È ora di scardinare finalmente l’economia divisa in due.
L’economia è cura
Per il movimento mondiale che si impegna per questo obiettivo si è affermato il termine inglese Care. Molte persone sono ancora abituate a intendere la cura come una virtù materna, “morbida”, che nelle case private e in determinati settori a prevalenza femminile rende sopportabile il “duro” calcolare dei maschi fuori, nel mondo ostile. Tuttavia, come scrive la scienziata sociale viennese Michaela Moser in ABC des Gutens Lebens (“L’ABC della buona vita”, NdT, uscito nel 2012 per Christel Göttert Verlag), “cura” assume sempre di più il significato di un nuovo (o addirittura antico) paradigma, di un metro di misura per la totalità dell’economia: «la consapevolezza della dipendenza, del bisogno e dell’essere in relazione come costituzione umana di base, e […] le attività concrete di cura in senso lato.
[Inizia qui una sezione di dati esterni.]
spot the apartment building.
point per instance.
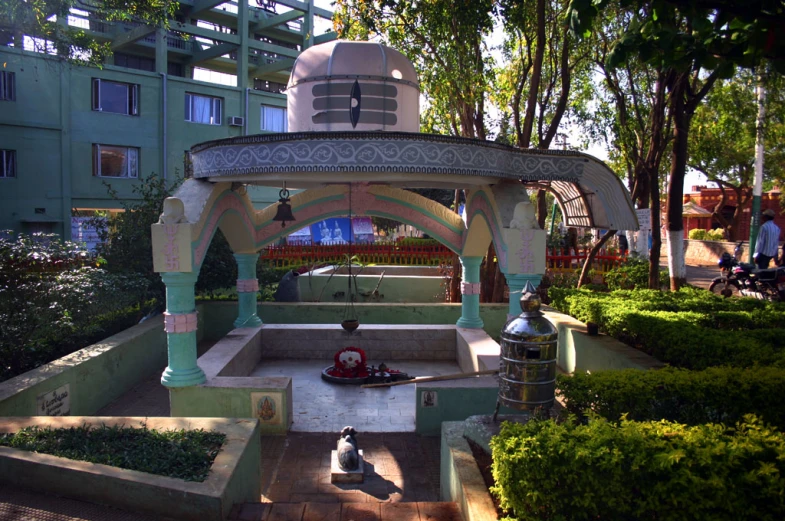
(66, 131)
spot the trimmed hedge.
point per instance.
(634, 471)
(715, 395)
(692, 328)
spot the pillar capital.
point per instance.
(179, 279)
(470, 293)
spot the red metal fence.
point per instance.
(557, 260)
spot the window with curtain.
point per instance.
(112, 96)
(203, 109)
(274, 119)
(7, 163)
(113, 161)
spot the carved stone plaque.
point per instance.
(54, 403)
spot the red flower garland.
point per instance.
(341, 370)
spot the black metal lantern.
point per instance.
(284, 211)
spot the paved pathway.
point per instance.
(349, 512)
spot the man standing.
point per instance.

Si tratta di prendersi cura del mondo […] non solo attraverso l’assistenza e il lavoro sociale o i lavori domestici in senso stretto, ma […] attraverso l’impegno per un cambio di civiltà».
Questo prendersi cura l’uno dell’altro e del mondo è sempre stata una parte centrale dell’Oiko-Nomia, e deve diventare (di nuovo) il fulcro di tutte le attività economiche: l’economia è la soddisfazione attenta e avveduta dei bisogni di miliardi di donne e uomini che, con piena dignità, vogliono vivere bene nell’habitat generoso, vulnerabile e minacciato della terra, insieme ai loro discendenti: l’economia è cura.
(*) Come contributo alla discussione, Ina Praetorius ci ha gentilmente concesso in anteprima questo testo che sarà pubblicato (in tedesco) nel mese di settembre 2020 sulla rivista «Neue Wege».